The Philippines has become the first country to declare a national energy emergency linked to the ongoing Iran war. President Ferdinand Marcos Jr. signed Executive Order 110 on Tuesday.
The order cites an imminent danger to the country’s energy supply stability. With roughly 45 days of fuel remaining on average, the government is moving quickly.
The declaration grants broad authority over fuel purchasing, rationing, and distribution of essential goods across the nation.
A Nation Running Low on Fuel
The Philippines imports 98% of its oil from the Gulf region. Its top three suppliers — Saudi Arabia, the UAE, and Iraq — are all caught up in the conflict.
Together, these three nations account for billions of dollars in annual oil exports to the Philippines. With the Strait of Hormuz effectively shut down, those supply lines have been severely disrupted.
Saudi Arabia has already cut oil exports to Asia for a second straight month. Meanwhile, the Philippines produces just 14,300 barrels of oil per day domestically.
The country consumes around 474,000 barrels daily, leaving a 97% gap between supply and demand.
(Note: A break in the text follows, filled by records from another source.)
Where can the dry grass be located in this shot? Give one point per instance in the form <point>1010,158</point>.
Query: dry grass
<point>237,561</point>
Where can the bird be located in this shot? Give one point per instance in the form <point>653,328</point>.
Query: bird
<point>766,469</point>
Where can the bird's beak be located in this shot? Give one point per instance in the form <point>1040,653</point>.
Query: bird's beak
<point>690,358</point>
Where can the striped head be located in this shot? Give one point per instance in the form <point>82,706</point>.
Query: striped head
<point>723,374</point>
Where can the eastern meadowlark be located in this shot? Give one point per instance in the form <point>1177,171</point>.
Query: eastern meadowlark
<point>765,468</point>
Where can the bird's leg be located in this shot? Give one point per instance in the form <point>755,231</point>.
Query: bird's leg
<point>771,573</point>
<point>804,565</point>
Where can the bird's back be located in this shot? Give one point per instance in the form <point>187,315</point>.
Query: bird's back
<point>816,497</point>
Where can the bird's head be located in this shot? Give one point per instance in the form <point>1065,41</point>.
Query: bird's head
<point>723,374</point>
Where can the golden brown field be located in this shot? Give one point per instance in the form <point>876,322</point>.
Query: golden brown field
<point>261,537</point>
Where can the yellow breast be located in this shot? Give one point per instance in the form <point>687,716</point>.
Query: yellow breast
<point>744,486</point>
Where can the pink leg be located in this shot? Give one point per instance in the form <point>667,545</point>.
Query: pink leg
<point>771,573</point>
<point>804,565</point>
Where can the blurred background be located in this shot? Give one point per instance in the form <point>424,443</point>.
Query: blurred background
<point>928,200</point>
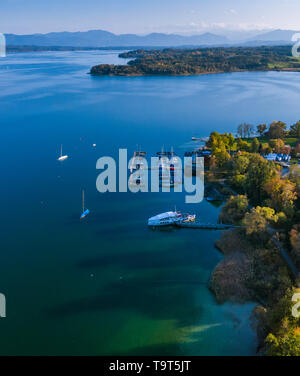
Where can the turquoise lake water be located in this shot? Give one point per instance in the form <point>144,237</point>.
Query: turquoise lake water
<point>109,285</point>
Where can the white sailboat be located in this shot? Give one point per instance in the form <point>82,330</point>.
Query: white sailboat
<point>85,212</point>
<point>62,157</point>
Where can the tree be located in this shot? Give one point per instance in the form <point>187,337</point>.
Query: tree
<point>261,128</point>
<point>255,145</point>
<point>234,210</point>
<point>277,130</point>
<point>256,222</point>
<point>295,130</point>
<point>282,193</point>
<point>258,173</point>
<point>240,164</point>
<point>245,130</point>
<point>287,345</point>
<point>242,145</point>
<point>277,145</point>
<point>222,157</point>
<point>294,176</point>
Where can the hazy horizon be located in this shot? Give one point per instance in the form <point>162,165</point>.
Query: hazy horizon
<point>140,17</point>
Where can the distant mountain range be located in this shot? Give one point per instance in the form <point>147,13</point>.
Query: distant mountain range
<point>101,38</point>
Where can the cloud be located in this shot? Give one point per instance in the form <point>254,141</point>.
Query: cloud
<point>231,11</point>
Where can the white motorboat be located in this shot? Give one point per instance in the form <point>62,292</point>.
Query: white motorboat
<point>170,218</point>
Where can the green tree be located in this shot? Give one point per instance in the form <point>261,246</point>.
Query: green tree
<point>234,210</point>
<point>256,222</point>
<point>282,193</point>
<point>255,145</point>
<point>258,173</point>
<point>261,128</point>
<point>287,345</point>
<point>295,130</point>
<point>277,130</point>
<point>277,145</point>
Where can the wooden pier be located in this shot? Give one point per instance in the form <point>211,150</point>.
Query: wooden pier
<point>205,226</point>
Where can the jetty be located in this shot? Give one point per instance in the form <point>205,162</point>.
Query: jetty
<point>205,226</point>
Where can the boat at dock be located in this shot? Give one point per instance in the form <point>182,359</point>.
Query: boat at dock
<point>85,212</point>
<point>137,161</point>
<point>170,219</point>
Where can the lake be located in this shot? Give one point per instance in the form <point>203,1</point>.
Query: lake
<point>108,285</point>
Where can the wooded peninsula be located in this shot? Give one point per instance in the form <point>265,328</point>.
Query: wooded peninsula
<point>179,62</point>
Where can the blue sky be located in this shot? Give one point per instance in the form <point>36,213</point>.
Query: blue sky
<point>140,16</point>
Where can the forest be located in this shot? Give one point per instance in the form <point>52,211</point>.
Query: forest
<point>173,62</point>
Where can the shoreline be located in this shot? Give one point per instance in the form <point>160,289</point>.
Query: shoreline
<point>197,74</point>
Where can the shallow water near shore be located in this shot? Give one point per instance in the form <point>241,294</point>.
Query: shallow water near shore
<point>108,284</point>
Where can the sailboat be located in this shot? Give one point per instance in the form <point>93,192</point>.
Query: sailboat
<point>62,157</point>
<point>84,212</point>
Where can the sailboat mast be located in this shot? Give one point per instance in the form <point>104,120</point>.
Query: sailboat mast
<point>82,200</point>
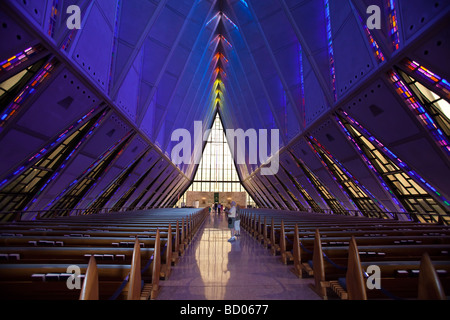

That gap is now at the center of a deepening national crisis.
As TFTC noted on X: “The Philippines just became the first country in the world to declare a national energy emergency over the Iran war. They have 45 days of fuel left.”
Energy Secretary Sharon Garin provided a detailed breakdown of current reserves. “Gasoline for 53 days, diesel for 46 days, jet fuel for 39 days, and LPG for just 24 days,” Garin stated. The 45-day figure represents the average across all petroleum products. These numbers have pushed the government toward emergency measures.
Fuel Prices Surge as Government Acts
Fuel prices in the Philippines have nearly tripled since the war began on February 28. Diesel, widely used across the country, has surged to nearly 130 pesos per liter.
Kerosene, a cooking fuel for lower-income households, has climbed to 145 pesos. Gasoline has now exceeded 90 pesos per liter, more than double pre-war levels.
In response, the government has introduced several conservation measures. Civil servants are now on a four-day workweek to cut fuel use.
Ferry services have also been reduced, and transport workers are receiving 5,000-peso subsidies. The country is also shifting temporarily to coal-fired power plants to reduce reliance on liquefied natural gas.
Labor unions, however, are not satisfied. The KMU, the Philippines’ largest labor coalition, described the executive order as an “admission” that the government failed to act sooner.
The group also warned that provisions in the order could be used to “restrict strikes and protests.” Transport workers are planning a two-day strike on Thursday and Friday in direct response to the crisis.